Pesquisa liderada por brasileiros reconstrói o ambiente do cérebro em laboratório e revela, pela primeira vez, interações vivas entre câncer e tecido saudável com potencial para mudar o futuro das terapias contra melanoma metastático
Um avanço científico liderado por pesquisadores brasileiros está abrindo novas fronteiras para o entendimento das metástases cerebrais e para o desenvolvimento de tratamentos mais eficazes. Usando células humanas e tecnologias de ponta, o grupo criou um modelo tridimensional (3D) que simula com precisão o ambiente do cérebro invadido por um câncer agressivo: o melanoma. O trabalho, publicado na revista Biofabrication, combina ciência de fronteira, tecnologia e colaboração internacional — e ainda carrega uma história pessoal inspiradora: parte da equipe é formada por um casal de cientistas que, literalmente, leva o trabalho para casa.

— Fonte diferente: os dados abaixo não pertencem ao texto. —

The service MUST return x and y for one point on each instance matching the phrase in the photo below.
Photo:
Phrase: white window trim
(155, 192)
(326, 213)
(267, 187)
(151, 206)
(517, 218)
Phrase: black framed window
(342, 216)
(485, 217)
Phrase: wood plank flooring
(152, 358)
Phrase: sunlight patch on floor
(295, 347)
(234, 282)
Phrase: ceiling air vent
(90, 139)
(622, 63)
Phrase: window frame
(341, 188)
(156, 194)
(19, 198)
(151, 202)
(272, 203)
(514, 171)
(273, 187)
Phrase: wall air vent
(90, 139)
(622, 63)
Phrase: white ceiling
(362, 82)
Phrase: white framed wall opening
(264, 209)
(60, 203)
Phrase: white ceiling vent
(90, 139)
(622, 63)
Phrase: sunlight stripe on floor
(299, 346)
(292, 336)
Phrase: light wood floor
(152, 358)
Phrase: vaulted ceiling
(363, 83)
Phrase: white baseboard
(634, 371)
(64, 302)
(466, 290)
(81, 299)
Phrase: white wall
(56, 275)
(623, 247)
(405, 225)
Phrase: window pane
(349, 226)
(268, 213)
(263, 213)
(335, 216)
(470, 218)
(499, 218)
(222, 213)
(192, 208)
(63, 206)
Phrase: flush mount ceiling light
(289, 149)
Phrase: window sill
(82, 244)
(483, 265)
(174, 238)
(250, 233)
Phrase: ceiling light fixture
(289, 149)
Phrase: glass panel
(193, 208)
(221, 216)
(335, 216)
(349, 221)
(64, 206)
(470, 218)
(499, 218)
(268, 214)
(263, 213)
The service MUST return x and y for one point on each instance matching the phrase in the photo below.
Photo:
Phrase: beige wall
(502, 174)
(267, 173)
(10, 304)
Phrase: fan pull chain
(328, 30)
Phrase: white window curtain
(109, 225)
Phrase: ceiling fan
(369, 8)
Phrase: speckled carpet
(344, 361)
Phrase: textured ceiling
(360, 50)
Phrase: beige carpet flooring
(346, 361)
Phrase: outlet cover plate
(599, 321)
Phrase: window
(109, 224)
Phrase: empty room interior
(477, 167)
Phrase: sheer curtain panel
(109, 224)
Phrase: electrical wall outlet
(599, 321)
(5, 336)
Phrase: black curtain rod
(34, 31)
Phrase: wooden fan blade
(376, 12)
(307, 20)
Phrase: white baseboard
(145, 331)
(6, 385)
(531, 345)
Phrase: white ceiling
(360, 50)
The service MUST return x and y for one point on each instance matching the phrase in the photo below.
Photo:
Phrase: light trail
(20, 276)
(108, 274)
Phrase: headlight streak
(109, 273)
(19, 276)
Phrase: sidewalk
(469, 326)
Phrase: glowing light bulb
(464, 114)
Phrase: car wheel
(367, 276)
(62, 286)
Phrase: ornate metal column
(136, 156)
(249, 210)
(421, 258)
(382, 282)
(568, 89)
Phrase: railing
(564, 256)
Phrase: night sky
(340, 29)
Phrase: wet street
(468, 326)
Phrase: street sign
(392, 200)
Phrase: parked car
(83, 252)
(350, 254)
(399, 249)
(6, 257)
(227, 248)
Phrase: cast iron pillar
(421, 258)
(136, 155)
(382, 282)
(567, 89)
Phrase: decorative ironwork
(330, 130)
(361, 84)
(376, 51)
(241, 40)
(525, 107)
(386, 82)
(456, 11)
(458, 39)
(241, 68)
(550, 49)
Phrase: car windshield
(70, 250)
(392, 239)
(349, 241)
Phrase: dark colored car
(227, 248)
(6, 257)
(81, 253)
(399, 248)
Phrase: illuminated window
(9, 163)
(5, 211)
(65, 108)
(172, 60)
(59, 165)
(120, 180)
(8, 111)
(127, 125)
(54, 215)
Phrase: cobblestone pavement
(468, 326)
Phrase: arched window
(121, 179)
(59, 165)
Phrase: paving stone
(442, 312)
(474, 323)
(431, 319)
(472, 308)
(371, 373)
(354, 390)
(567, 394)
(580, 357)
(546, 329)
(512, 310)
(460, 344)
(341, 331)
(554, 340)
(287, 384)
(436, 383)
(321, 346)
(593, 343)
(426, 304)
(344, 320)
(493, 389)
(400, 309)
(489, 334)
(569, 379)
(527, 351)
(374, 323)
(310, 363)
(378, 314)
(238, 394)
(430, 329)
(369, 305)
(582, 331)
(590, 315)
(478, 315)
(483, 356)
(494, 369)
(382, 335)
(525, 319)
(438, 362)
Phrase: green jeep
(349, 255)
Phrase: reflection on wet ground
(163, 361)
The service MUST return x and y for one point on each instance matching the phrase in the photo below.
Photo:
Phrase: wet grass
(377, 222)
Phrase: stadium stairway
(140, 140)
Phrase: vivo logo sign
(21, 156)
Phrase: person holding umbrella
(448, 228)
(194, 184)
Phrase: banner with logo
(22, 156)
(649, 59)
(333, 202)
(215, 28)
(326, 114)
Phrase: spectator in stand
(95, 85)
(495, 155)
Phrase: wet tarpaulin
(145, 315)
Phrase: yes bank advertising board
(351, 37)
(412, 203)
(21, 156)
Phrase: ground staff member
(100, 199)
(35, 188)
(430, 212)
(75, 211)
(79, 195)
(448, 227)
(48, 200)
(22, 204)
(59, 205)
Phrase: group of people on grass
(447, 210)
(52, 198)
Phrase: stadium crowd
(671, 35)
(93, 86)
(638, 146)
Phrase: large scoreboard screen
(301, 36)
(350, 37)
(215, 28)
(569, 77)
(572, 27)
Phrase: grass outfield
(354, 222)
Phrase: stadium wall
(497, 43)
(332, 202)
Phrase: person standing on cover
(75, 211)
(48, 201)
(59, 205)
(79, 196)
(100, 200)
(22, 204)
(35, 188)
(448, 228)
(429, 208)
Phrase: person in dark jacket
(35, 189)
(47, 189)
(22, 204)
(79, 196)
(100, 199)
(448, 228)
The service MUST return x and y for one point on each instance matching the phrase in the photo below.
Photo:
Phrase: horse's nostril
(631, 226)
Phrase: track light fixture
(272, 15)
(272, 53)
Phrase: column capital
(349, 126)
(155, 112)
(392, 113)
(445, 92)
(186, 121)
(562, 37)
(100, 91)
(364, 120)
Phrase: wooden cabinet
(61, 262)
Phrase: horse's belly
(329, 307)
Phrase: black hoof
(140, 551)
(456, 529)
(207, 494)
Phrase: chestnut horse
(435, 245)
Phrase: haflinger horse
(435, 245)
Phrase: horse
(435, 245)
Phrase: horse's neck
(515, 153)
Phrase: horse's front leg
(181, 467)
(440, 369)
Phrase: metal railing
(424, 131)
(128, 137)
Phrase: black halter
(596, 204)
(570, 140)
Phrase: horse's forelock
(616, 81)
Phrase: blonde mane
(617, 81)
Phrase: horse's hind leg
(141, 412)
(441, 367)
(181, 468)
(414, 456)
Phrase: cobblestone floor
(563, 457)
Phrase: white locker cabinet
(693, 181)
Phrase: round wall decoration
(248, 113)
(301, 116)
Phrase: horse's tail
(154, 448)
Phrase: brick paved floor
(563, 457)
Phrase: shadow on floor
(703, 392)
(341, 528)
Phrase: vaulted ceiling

A metástase cerebral ocorre quando células cancerígenas migram de um tumor original — no caso, da pele — para o cérebro. Essa fase da doença é uma das mais difíceis de tratar, e sua ocorrência está associada a mais de 90% das mortes por câncer.
“Quando o melanoma chega ao cérebro, a taxa de sobrevida cai drasticamente. Entender como ele se adapta e altera o tecido cerebral é essencial para criar terapias mais eficazes”, afirma a biomédica Helena Borges, professora da UFRJ e colaboradora do IDOR.
Um “Big Brother” para observar o tumor vivo e em tempo real
Para simular o ambiente cerebral de forma realista, a equipe utilizou organoides cerebrais, criados a partir de células-tronco humanas. Eles contêm neurônios e astrócitos, replicando estruturas reais do cérebro. Esses organoides foram colocados em dispositivos de microfluídica, onde interagem com células tumorais do melanoma dentro de um sistema 3D que se comporta como o ambiente natural do corpo humano.
O diferencial do estudo está em poder observar, ao longo do tempo, o que acontece dentro desse “minicérebro invadido”, sem precisar destruí-lo.
“É como se a gente tivesse montado um Big Brother celular. Em vez de tirar fotos isoladas em diferentes momentos, agora conseguimos filmar tudo em tempo real, com diferentes tipos de ‘câmeras’: bioluminescência, fluorescência, PET scan”, compara o pesquisador Stevens Rehen, do Instituto D’Or de Pesquisa e Ensino (IDOR), da Ciência Pioneira e colaborador da Promega.
“Antes, era como se você tirasse uma foto de uma festa antes das pessoas chegarem, uma com todo mundo dançando e uma no fim, com tudo bagunçado. Mas você nunca sabia o que aconteceu entre essas etapas. Agora conseguimos ver o ‘durante’”, completa.
Uma das descobertas mais impactantes foi o comportamento metabólico do tumor. O modelo revelou que o melanoma metastático libera glutamato em excesso — uma substância que funciona como neurotransmissor, mas que, em altas concentrações, se torna tóxica.
“Esse excesso de glutamato mata neurônios e inflama o tecido cerebral ao redor. É uma forma de o tumor se beneficiar, destruindo o ambiente normal que o cerca”, explica Helena Borges. “Conseguimos medir essa liberação ao longo do tempo, sem interferir no modelo. Isso é inédito.”
Além da bioluminescência, os pesquisadores utilizaram PET scan, tecnologia empregada em hospitais, para rastrear substâncias e testar o comportamento de potenciais terapias. A combinação desses métodos forma uma plataforma robusta para entender e interferir no avanço do câncer no cérebro.